Despite economic uncertainty, the volume of company registrations in SA continued to increase year on year.

According to the Companies and Intellectual Property Commission’s (CIPC’s) annual report for the 2018/2019 financial year tabled in parliament last week, the volume of company registrations increased 2% (8,947 registrations) compared with 2017/2018 financial year.

The CIPC is a key entity housed within the department of trade and industry. It is responsible for the registration of companies, co-operatives and intellectual property rights including trademarks, patents and copyright. Its proper functioning is crucial for facilitating the ease of doing business, an important pull factor for global capital.

The commission registered 395,320 companies, 12,270 co-operatives and processed 39,702 trade mark applications.

It said automated services greatly assisted in absorbing the effects of such growth.

Although the CIPC has a high new-company registration rate, newly registered companies continued to fail on post-registration compliance with basic provisions of the Companies Act, particularly on annual returns, provision of electronic contact details and updating of basic information.

The filing of annual returns is crucial to the CIPC for various reasons including that, on the one hand, it serves as the indication of the livelihood of registered companies and, on the other, as an indication of the companies’ awareness of the Companies Act — and their willingness to comply.

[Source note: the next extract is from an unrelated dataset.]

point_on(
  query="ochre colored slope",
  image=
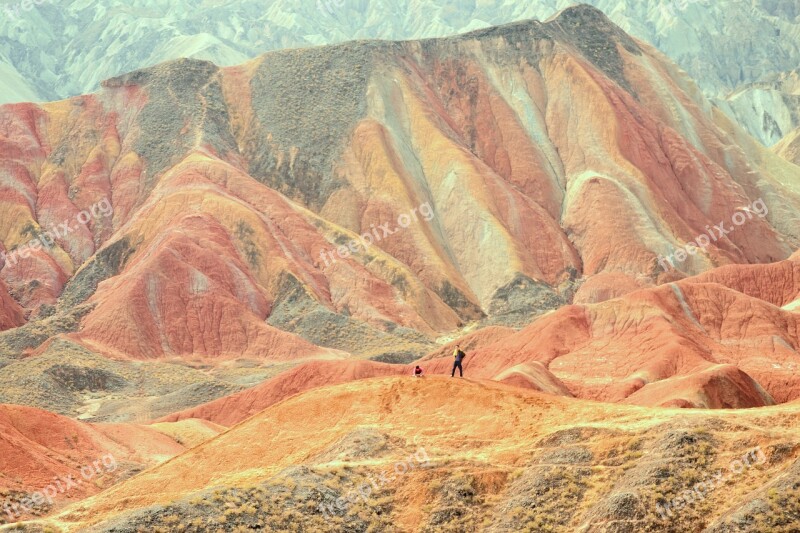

During the year under review 44% of companies (entities with an active business status) filled their annual returns by the end of the reporting period.

Commissioner Rory Voller said in the annual report that the CIPC consistently registers companies within an average turnaround time of one day, and co-operatives in two days. Voller said the introduction in 2018 of an electronic financial reporting language — extensible business reporting language (XBRL) — was a highlight for the organisation and the country.

The main purpose of the tool, which enables the electronic submission of financial statements, is to allow for greater transparency into corporate conduct as outlined in the Companies Act. The market response to the technology was positive with more than 7,500 eligible companies having submitted their financial statements since the launch of XBRL.

This also resulted in CIPC introducing measures to encourage businesses to submit annual financial statements and Financial Accountability Supplements before filing annual returns. The latter is a measure to monitor economic activity.

The CIPC received an unqualified audit opinion from the auditor-general. The commission is funded purely by fees collected from registration services and annual returns, and has been able to maintain financial self-sustainability. However, it said in the annual report that future financial sustainability must be assessed, in effect calling for the fees to be revised upwards.  

“Research has shown that a self-sustainable government entity is one of the major keys in creating economic development and social value for citizens of the country. The implementation of the revised fee structure will have a positive effect on CIPC sustainability,” the commission said.

In the annual report, trade and industry minister Ebrahim Patel said all public entities, including the CIPC, will have to work with a greater sense of urgency to support the government in achieving its ambitions to help build an economy that creates more jobs and grows faster and more inclusively.

“This is what the president has called the spirit of Khawuleza, and it must define our approach both within government and the state-owned enterprises to addressing the structures in the economy that impede growth, economic inclusion and job creation.”